LRAgent: Efficient KV Cache Sharing for Multi-LoRA LLM Agents
Hyesung Jeon, Hyeongju Ha, Jae-Joon Kim
TL;DR
LRAgent addresses the high KV cache and compute overhead in multi-LoRA LLM agent systems by decoupling the cache into a shared base component from the pretrained backbone and a compact, per-agent low-rank adapter cache. It proposes BaseShared and BaseLRShared to maximize cache sharing while preserving role-specific behavior, and introduces Flash-LoRA-Attention to reconstruct adapter contributions efficiently without full low-rank materialization. Empirically, BaseShared and BaseLRShared maintain accuracy close to the non-shared baseline (within about 0.7–1.5%), while delivering substantial throughput and TTFT improvements; Flash-LoRA-Attention yields additional latency and throughput benefits, bringing performance close to fully shared caching. The approach is validated on two multi-agent, multi-LoRA benchmarks (HotpotQA and ScienceQA) with two model families (LLaMA-3.1 and Ministral), and proved robust across qv and qkvo LoRA configurations, suggesting practical impact for scalable, memory-efficient multi-agent LLM systems.
Abstract
Role specialization in multi-LLM agent systems is often realized via multi-LoRA, where agents share a pretrained backbone and differ only through lightweight adapters. Despite sharing base model weights, each agent independently builds and stores its own KV cache for the same long, tool-augmented trajectories, incurring substantial memory and compute overhead. Existing KV cache sharing methods largely overlook this multi-LoRA setting. We observe that, across agents, cache differences are dominated by adapter outputs, while activations from the shared pretrained backbone remain highly similar.

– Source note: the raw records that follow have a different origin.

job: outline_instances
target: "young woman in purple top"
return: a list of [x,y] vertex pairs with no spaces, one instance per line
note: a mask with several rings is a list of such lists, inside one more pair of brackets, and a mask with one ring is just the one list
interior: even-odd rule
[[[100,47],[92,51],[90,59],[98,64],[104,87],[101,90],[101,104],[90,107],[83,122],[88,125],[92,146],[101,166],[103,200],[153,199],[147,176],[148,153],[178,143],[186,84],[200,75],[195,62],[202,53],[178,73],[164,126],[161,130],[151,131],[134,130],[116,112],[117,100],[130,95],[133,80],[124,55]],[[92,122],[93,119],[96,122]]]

Based on this observation, we propose LRAgent, a KV cache sharing framework for multi-LoRA agents that decomposes the cache into a shared base component from the pretrained weights and an adapter-dependent component from LoRA weights. LRAgent reduces memory overhead by sharing the base component and storing the adapter component in its inherent low-rank form, and further reduces compute overhead, enabled by shared-$A$ multi-LoRA architectures, by also sharing the low-rank cache and avoiding redundant computations for contexts already processed by other agents. To efficiently reconstruct adapter contributions at runtime, we introduce Flash-LoRA-Attention, a kernel that reorders attention computation to avoid materializing the low-rank cache to full dimension. LRAgent achieves throughput and time-to-first-token latency close to fully shared caching, while preserving accuracy near the non-shared caching baseline across agentic question-answering benchmarks.